While the surgical strike took place during the tenure of General Raheel Sharif as COAS, Bajwa’s tenure saw India carrying out a more audacious attack in Balakot, deep inside Pakistan, with IAF fighter jets bombing a Jaish-e-Mohammad (JeM) terror camp on February 26 in retaliation to the terror attack in Pulwama in Kashmir 12 days earlier.
In the initial part of its tenure, Bajwa spoke about peace with India, but there has been anything but tranquility on the Line of Control (LoC), which continues to be volatile because of the repeated ceasefire violations by the Pakistan army.
There has also been no let up in Pakistan army’s attempts to push terrorists into Jammu and Kashmir to create havoc. Efforts by Pakistan’s notorious Inter-Services Intelligence (ISI) to fuel unrest in Kashmir valley also continue.
One big terror strike plotted under Bajwa’s watch was the suicide attack carried out on a CRPF convoy on the Srinagar-Jammu national highway in Pulwama district of Kashmir on February 14. The bomber rammed an explosive-laden vehicle into the convoy, killing 40 personnel of CRPF. Pakistan-based JeM owned the attack, escalating tensions between India and Pakistan.
Perhaps, Bajwa and his country did not expect but India hit back just 12 days later, sending fighter jets deep inside Pakistan to bomb a major JeM training camp in Balakot area of Khyber Pakhtunkhwa province.
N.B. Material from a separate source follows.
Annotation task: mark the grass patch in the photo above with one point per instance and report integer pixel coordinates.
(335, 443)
Although there have been disputed versions about casualties at Balakot, the fact that Indian fighter planes crossed the border and carried out bombings inside Pakistan was the first such development since the 1971 war. The Indian attack was a huge loss of face for the Pakistani military, particularly since all the fighter planes returned home without any damage.
Although the next day, Pakistan sent its fighter planes to bomb India in retaliation, they were really unable to penetrate much beyond the Line of Control (LoC) as the Indian Air Force jets scrambled and chased them away.
In the process, however, the IAF lost one MiG fighter and its pilot Wing Commander Abhinandan was captured by the Pakistani forces. However, as India activated its international connections, Pakistan was forced to release Abhinandan in two days.
Now, with the Modi government ending special status of Jammu and Kashmir, the Pakistani political leadership and military has been rabble rousing, mainly to cater to the domestic audience and to scare the world community in an effort to bring the issue into an international arena.
Against this backdrop, Bajwa is likely to raise temperature at the LoC and create a pretext for some countries, particularly the US, to intervene and push India to have talks with Pakistan. India has refused to have dialogue with Pakistan till it ends cross-border terrorism.
Significantly, Pakistan has not found any significant support from the world community even as it created hue and cry over Article 370. Except for its “all-weather friend” China, which got the matter discussed informally at the UN Security Council, no major country, including the Gulf nations, have supported Pakistan’s viewpoint and have held that the decision of the Modi government was an internal matter of India.
Now, one has to see what Bajwa does to save the face of the Pakistan army. How much can he escalate the military tensions, particularly when Indian Defence Minister Rajnath Singh has made it clear that maintaining New Delhi’s ‘no first use’ on nuclear weapons would depend on the future circumstances?